Par ailleurs, il n'apparaît pas que ce licenciement soit intervenu de manière vexatoire à l'origine d'un préjudice distinct que M. [L] [G] aurait subi.
*
La décision déférée sera ainsi confirmée en ce qu'elle a débouté M. [L] [G] de ses demandes de dommages-intérêts pour licenciement sans cause réelle et pour licenciement vexatoire.
La cour l'infirmera sur les montants des indemnités de rupture conventionnelles (convention collective nationale des organismes d'aide ou de maintien à domicile), de sorte que la fondation LEOPOLD BELLAN sera condamnée à régler à M. [L] [G] les sommes de :
- 14 395,96 € (2 x 7 197,98 € de salaire mensuel moyen de référence) d'indemnité compensatrice conventionnelle de préavis (article 5.8) équivalente à deux mois de salaires pour une ancienneté supérieure à une année , et 1 439,59 € de congés payés afférents ;
- 4 318,78 € d'indemnité conventionnelle de licenciement (article 5.9, soit 7 197,98 € : 10 = 719,79 € x 6 années) ;
avec intérêts au taux légal partant de la réception par l'employeur de sa convocation en bureau de conciliation (pour mémoire).

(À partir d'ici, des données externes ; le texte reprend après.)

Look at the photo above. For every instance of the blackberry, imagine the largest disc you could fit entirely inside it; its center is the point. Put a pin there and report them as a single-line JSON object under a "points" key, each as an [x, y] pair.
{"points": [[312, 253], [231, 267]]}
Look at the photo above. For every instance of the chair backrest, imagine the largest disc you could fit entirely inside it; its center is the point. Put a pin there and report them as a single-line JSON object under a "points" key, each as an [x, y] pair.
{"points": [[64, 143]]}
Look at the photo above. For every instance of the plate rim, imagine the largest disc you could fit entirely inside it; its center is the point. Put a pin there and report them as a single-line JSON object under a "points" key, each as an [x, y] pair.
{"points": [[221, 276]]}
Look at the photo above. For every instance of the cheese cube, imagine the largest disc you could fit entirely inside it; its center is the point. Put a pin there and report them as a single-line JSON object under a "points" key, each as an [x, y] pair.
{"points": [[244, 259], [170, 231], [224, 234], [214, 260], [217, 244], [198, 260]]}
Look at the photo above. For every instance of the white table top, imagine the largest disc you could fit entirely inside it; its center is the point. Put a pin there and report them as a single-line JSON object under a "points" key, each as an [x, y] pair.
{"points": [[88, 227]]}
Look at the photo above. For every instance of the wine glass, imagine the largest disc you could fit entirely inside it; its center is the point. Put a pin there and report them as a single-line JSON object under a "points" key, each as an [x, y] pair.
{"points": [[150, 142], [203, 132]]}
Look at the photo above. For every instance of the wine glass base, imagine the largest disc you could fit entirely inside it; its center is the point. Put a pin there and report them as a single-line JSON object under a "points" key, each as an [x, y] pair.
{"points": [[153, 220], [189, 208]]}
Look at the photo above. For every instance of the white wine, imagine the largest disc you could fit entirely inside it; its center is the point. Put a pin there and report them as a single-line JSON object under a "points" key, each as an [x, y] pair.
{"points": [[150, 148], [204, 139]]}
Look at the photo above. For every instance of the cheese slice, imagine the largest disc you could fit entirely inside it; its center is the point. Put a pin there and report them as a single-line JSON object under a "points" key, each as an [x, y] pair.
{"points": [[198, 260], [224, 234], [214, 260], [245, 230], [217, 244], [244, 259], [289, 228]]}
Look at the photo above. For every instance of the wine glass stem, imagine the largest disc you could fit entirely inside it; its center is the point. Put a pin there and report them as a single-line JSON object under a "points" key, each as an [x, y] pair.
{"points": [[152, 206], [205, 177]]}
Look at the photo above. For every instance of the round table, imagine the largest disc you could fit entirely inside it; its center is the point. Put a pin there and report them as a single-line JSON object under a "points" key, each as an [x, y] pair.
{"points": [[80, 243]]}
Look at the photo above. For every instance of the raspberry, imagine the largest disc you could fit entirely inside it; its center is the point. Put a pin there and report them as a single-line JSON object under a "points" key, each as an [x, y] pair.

Sur l'article 700 du code de procédure civile et les dépens'
La fondation LEOPOLD BELLAN sera condamnée en équité à payer à M. [L] [G] la somme complémentaire de 2'500 € sur le fondement de l'article 700 du code de procédure civile, ainsi qu'aux dépens d'appel.
PAR CES MOTIFS'
LA COUR,
CONFIRME le jugement entrepris seulement en ce qu'il a débouté M. [L] [G] de ses demandes de dommages-intérêts pour licenciement sans cause réelle et sérieuse et pour licenciement vexatoire, ainsi qu'en ses dispositions sur l'article 700 du code de procédure civile et les dépens ;
L'INFIRME pour le surplus et statuant à nouveau,
DÉBOUTE M. [L] [G] de ses demandes en nullité de son licenciement et paiement de dommages-intérêts pour licenciement illicite ainsi que pour violation du statut protecteur;
Ecartant la faute grave, CONDAMNE en conséquence la fondation LEOPOLD BELLAN à régler à M. [L] [G] les sommes de :
' 14 395,96 € d'indemnité compensatrice conventionnelle de préavis et 1 439,59 € de congés payés afférents
' 4 318,78 € d'indemnité conventionnelle de licenciement
avec intérêts au taux légal partant de la réception par l'employeur de sa convocation en bureau de conciliation ;
Y ajoutant,
CONDAMNE la fondation LEOPOLD BELLAN à payer à M. [L] [G] la somme de 2 500 € au titre de l'article 700 du code de procédure civile ;
CONDAMNE la fondation LEOPOLD BELLAN aux dépens d'appel.